Page:Lytton - Les derniers jours de Pompéi, 1859.djvu/111

Cette page n’a pas encore été corrigée
99
DE POMPÉI



_____________________________


CHAPITRE III.

Glaucus fait un marché qui plus tard lui coûte cher.


« Holà, mes braves compagnons, dit Lépidus en baissant la tête pour entrer par la porte basse de la maison de Burbo ; nous sommes venus voir qui de vous fera plus d’honneur à notre lanista.

» Les gladiateurs se levèrent de la table avec respect en voyant entrer trois jeunes gens connus pour être des meilleurs vivants et des plus riches de Pompéi, et dont les voix dispensaient la réputation à l’amphithéâtre.

« Quels beaux animaux ! dit Claudius à Glaucus ; vraiment dignes d’être gladiateurs !

— C’est une pitié qu’ils ne soient pas soldats, » dit Glaucus. C’était une chose singulière, de voir l’efféminé et l’ennuyé Lépidus, que, dans un banquet, un rayon de lumière semblait aveugler, que, dans un bain, le moindre courant d’air semblait anéantir, en qui tout instinct naturel paraissait perverti, devenu en quelque sorte une créature équivoque et artificielle ; c’était une singulière chose, disons-nous, de le voir à cette heure, tout empressé, tout énergique, tout vivant, tâterles vastes épaules des gladiateurs d’une main blanche, féminine, éprouver d’une touche légère leurs muscles de fer, en un mot, plein d’admiration pour cette force qu’il avait passé toute sa vie à détruire en lui.
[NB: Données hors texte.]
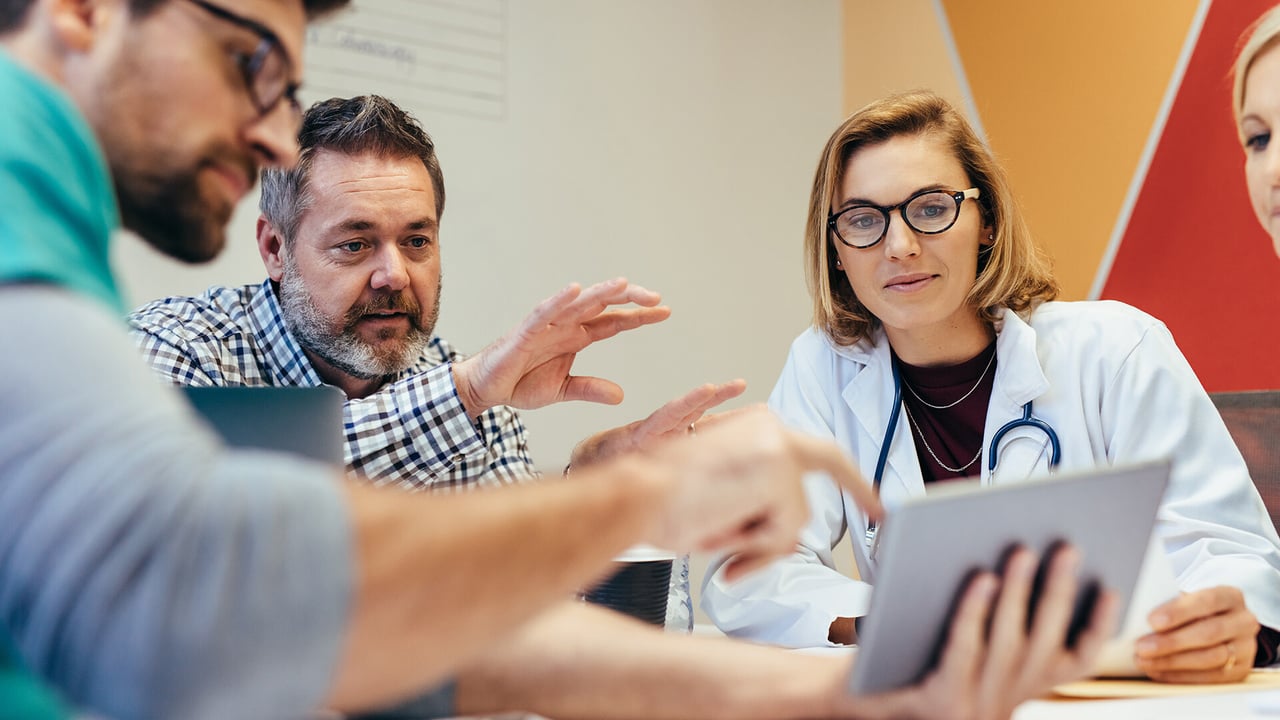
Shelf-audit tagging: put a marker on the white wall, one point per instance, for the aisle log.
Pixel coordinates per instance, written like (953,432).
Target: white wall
(672,141)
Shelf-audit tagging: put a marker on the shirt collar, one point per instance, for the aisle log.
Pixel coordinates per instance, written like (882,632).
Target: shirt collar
(284,359)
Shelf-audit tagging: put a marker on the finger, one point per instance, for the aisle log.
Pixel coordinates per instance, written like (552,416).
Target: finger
(1202,633)
(608,324)
(590,390)
(1233,664)
(595,299)
(1092,638)
(823,455)
(722,393)
(703,400)
(759,546)
(965,646)
(1201,659)
(1009,620)
(1052,613)
(549,309)
(1192,606)
(675,414)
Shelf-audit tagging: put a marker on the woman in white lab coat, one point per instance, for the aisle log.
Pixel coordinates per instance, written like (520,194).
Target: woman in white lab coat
(919,263)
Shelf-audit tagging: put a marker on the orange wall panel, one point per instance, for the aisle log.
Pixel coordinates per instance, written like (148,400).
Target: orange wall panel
(1068,94)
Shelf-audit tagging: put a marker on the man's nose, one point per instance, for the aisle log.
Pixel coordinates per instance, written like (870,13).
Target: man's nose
(392,272)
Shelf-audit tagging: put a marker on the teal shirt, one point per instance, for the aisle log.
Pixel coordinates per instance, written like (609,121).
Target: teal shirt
(56,203)
(21,696)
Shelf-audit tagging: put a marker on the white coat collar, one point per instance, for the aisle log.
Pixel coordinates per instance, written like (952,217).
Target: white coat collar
(1019,379)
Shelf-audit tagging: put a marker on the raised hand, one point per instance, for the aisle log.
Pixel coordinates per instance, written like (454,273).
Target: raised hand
(736,488)
(530,365)
(675,418)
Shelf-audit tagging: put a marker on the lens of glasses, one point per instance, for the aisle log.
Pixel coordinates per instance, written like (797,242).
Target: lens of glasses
(860,226)
(932,212)
(269,73)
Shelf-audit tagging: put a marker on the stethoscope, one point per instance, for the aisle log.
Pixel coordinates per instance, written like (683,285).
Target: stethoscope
(1027,420)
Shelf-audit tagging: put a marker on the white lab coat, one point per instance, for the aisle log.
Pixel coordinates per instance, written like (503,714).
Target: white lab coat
(1111,382)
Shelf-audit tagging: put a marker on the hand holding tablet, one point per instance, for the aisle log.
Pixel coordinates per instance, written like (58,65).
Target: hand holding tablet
(938,548)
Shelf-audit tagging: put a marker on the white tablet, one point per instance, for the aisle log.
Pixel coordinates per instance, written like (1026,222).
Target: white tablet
(932,545)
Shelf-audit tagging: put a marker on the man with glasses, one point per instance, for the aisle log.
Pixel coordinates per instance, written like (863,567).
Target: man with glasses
(146,570)
(352,300)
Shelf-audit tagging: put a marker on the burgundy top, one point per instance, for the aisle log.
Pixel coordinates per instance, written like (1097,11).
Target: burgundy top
(954,434)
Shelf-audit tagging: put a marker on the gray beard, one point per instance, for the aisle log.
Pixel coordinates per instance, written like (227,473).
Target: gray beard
(342,347)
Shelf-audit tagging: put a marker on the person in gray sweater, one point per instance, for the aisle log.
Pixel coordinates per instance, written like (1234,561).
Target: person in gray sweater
(146,570)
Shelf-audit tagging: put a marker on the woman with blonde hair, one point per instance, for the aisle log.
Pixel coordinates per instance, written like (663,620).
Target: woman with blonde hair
(938,352)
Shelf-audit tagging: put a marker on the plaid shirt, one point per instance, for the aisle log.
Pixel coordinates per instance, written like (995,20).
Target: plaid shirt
(414,432)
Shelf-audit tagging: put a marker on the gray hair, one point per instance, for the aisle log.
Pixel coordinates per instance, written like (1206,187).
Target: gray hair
(355,126)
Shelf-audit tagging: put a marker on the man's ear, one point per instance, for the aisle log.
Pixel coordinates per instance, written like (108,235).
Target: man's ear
(76,23)
(270,246)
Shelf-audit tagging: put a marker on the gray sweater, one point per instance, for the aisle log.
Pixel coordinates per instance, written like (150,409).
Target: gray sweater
(145,569)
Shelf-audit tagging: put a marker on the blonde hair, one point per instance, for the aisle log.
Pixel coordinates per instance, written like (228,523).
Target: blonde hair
(1013,272)
(1257,39)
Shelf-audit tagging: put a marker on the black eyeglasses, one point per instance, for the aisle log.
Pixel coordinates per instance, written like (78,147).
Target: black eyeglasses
(266,71)
(928,212)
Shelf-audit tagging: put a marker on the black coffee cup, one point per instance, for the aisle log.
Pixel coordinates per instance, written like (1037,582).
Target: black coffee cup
(638,587)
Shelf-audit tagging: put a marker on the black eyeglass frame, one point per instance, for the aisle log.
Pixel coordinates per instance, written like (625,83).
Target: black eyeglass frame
(958,195)
(250,65)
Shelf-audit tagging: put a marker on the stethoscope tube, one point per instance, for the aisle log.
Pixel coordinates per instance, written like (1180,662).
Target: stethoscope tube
(992,451)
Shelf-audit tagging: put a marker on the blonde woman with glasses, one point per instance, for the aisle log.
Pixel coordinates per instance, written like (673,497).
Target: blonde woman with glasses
(938,352)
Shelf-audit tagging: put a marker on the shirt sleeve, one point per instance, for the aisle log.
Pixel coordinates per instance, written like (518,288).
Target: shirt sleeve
(146,570)
(416,433)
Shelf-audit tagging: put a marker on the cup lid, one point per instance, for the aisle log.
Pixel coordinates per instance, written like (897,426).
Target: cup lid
(644,554)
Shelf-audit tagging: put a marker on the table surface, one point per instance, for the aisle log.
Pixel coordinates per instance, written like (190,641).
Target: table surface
(1216,706)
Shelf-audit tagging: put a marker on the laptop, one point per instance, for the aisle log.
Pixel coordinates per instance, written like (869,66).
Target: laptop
(298,420)
(932,545)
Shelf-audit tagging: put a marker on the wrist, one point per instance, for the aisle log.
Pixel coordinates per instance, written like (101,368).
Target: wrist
(462,386)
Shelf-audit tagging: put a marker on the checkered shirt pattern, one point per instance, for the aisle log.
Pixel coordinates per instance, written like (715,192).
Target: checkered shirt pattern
(414,432)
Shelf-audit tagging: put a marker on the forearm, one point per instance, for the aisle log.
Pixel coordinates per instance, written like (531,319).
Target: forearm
(577,661)
(440,578)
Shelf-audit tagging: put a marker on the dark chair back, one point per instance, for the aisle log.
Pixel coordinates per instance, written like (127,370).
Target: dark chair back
(1253,419)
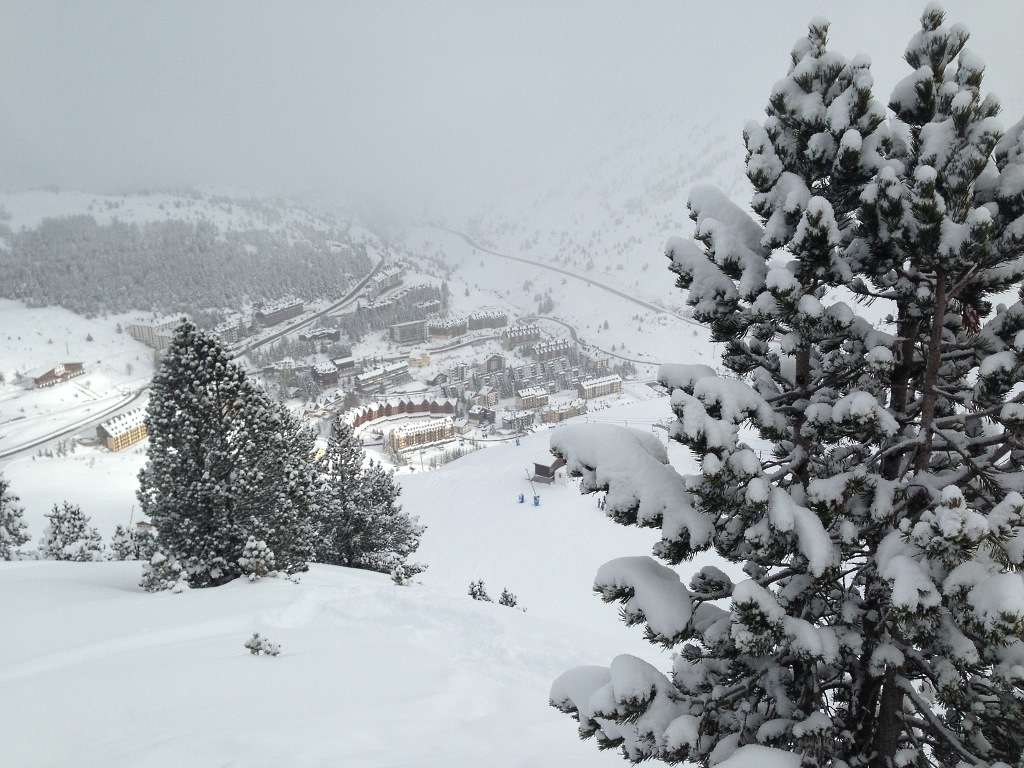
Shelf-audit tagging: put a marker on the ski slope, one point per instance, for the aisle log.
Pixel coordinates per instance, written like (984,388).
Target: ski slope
(97,673)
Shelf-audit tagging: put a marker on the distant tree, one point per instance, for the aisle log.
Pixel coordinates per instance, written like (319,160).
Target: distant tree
(358,520)
(478,592)
(873,612)
(13,531)
(132,545)
(224,464)
(70,537)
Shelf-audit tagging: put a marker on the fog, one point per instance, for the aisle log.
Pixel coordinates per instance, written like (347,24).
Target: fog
(445,103)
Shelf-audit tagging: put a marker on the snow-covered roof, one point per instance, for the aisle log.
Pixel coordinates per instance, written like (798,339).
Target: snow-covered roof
(601,380)
(124,423)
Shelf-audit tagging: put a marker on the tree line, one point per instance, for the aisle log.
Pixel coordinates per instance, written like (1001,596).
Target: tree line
(173,266)
(235,486)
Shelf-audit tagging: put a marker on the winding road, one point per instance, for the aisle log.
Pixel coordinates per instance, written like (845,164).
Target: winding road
(646,304)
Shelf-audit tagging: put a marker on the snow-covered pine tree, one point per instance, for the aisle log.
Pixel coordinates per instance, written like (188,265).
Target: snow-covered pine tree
(224,464)
(122,546)
(359,522)
(339,468)
(873,607)
(69,536)
(479,592)
(13,531)
(392,536)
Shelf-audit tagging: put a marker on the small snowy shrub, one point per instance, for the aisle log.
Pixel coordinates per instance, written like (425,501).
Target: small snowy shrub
(132,545)
(257,559)
(260,646)
(399,577)
(70,537)
(164,572)
(478,592)
(122,547)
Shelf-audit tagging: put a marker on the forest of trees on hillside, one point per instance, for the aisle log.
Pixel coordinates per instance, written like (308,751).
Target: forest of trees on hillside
(172,266)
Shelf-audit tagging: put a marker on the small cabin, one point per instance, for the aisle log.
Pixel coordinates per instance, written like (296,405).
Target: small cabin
(548,473)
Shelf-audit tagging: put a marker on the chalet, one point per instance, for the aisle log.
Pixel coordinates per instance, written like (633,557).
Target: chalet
(419,358)
(227,332)
(598,364)
(326,374)
(387,278)
(388,409)
(597,387)
(448,329)
(123,430)
(548,473)
(424,433)
(486,397)
(280,311)
(58,375)
(414,332)
(478,321)
(321,334)
(459,372)
(479,415)
(432,306)
(518,336)
(155,332)
(559,414)
(547,350)
(517,421)
(382,377)
(495,364)
(345,366)
(531,397)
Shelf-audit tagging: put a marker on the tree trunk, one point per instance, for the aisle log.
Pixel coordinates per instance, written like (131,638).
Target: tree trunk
(934,358)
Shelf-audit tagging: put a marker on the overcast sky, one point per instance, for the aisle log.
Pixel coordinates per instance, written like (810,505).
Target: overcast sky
(445,99)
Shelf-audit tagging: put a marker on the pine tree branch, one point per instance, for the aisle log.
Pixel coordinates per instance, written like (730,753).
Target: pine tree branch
(937,726)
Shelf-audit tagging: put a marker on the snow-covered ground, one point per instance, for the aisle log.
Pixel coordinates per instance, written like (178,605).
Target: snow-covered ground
(97,673)
(33,341)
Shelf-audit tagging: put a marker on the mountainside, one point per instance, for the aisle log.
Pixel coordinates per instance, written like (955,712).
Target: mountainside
(369,675)
(170,252)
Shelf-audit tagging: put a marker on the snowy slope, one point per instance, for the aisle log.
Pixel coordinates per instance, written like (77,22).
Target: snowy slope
(370,674)
(227,209)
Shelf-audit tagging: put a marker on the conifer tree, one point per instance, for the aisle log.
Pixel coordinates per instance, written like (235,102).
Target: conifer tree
(70,537)
(358,520)
(872,611)
(225,464)
(13,531)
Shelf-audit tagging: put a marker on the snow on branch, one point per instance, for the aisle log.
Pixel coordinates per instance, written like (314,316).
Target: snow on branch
(633,467)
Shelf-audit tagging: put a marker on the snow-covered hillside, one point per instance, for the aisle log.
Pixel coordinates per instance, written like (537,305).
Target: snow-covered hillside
(228,210)
(97,673)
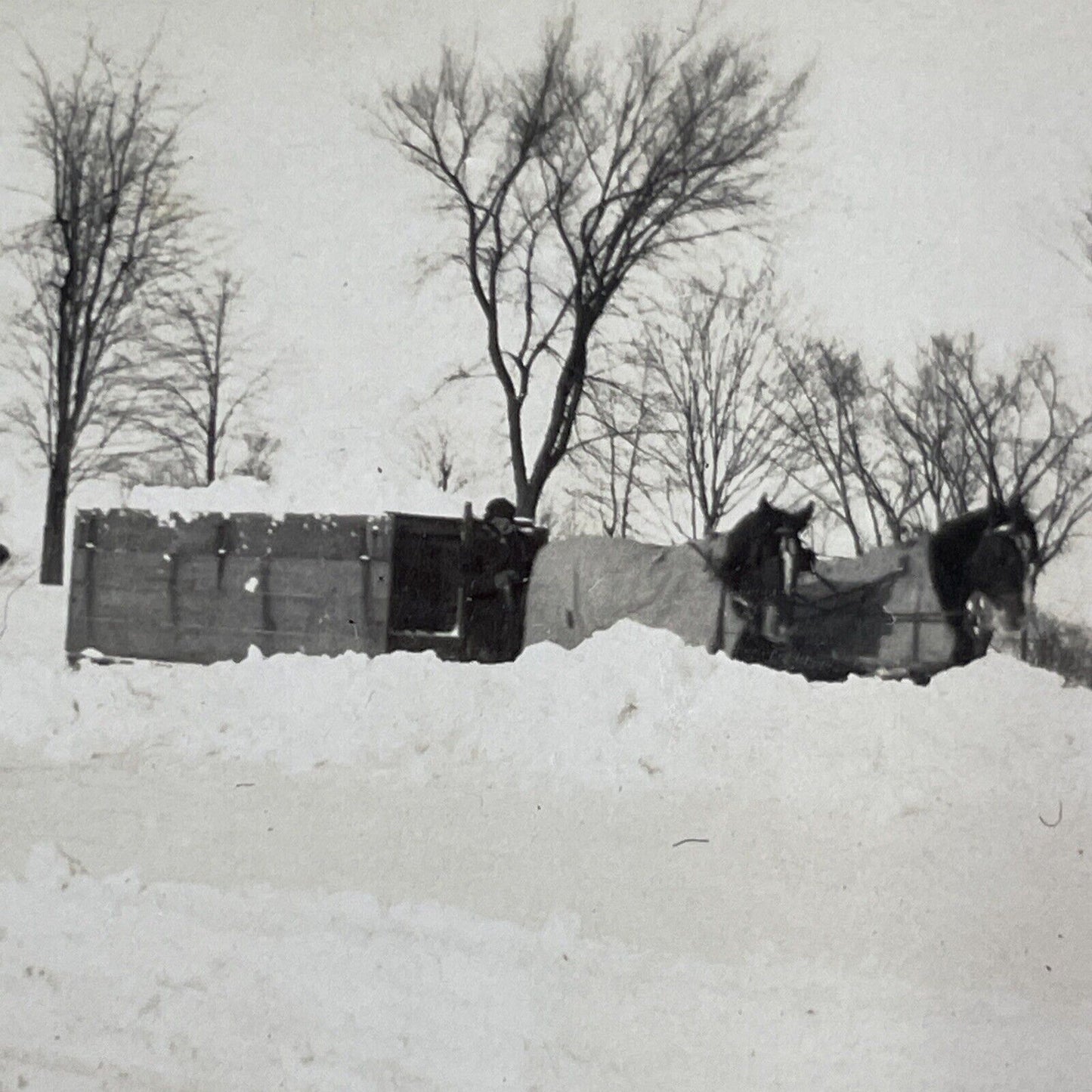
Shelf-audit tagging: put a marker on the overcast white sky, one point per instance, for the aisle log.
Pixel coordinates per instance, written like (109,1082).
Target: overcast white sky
(945,152)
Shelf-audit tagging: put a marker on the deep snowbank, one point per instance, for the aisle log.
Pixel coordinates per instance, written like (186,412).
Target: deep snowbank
(631,707)
(172,986)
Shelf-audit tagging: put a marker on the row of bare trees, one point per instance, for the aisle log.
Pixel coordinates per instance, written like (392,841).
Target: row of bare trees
(568,184)
(125,350)
(714,400)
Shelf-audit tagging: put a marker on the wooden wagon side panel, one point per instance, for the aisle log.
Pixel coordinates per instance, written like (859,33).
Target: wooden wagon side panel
(208,589)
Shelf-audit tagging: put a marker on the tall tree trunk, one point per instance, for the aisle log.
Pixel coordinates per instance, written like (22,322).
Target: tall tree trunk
(53,534)
(211,428)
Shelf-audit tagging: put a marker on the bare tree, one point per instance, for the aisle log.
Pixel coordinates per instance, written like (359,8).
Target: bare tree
(1028,439)
(110,236)
(562,181)
(930,451)
(824,400)
(436,460)
(258,462)
(196,388)
(713,360)
(611,448)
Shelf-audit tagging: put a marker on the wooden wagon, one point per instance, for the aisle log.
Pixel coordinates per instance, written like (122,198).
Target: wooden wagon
(209,588)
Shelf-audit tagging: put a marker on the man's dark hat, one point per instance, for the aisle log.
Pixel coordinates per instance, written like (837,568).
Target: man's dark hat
(500,509)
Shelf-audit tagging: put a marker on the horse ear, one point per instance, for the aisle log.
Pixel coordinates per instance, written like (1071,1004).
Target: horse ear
(802,518)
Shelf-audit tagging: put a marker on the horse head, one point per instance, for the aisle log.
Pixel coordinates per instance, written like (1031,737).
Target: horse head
(1001,569)
(985,565)
(759,561)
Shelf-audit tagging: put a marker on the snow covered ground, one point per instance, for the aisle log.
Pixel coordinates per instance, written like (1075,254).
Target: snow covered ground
(631,866)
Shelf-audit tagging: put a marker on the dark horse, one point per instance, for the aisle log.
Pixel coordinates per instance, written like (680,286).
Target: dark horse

C’est ainsi que nous avons vu, de nos jours, les fashionables sans barbe des salons de Londres tourner autour des héros de Fivescourt. C’est ainsi que nous les avons vus souvent contempler, admirer ces hommes en calculant un pari. C’est ainsi que nous avons trouvé réunis, dans un assemblage plaisant et triste, les deux extrêmes de la société civilisée, les patrons du plaisir et ses esclaves ; les plus vils de ses esclaves, à la fois féroces et mercenaires, prostitués mâles, qui vendent leurs forces comme les femmes leur beauté ; bêtes brutes dans leurs actes, mais plus que des bêtes dans le motif qui les fait agir : car les autres, du moins, ne se dévorent pas pour de l’argent.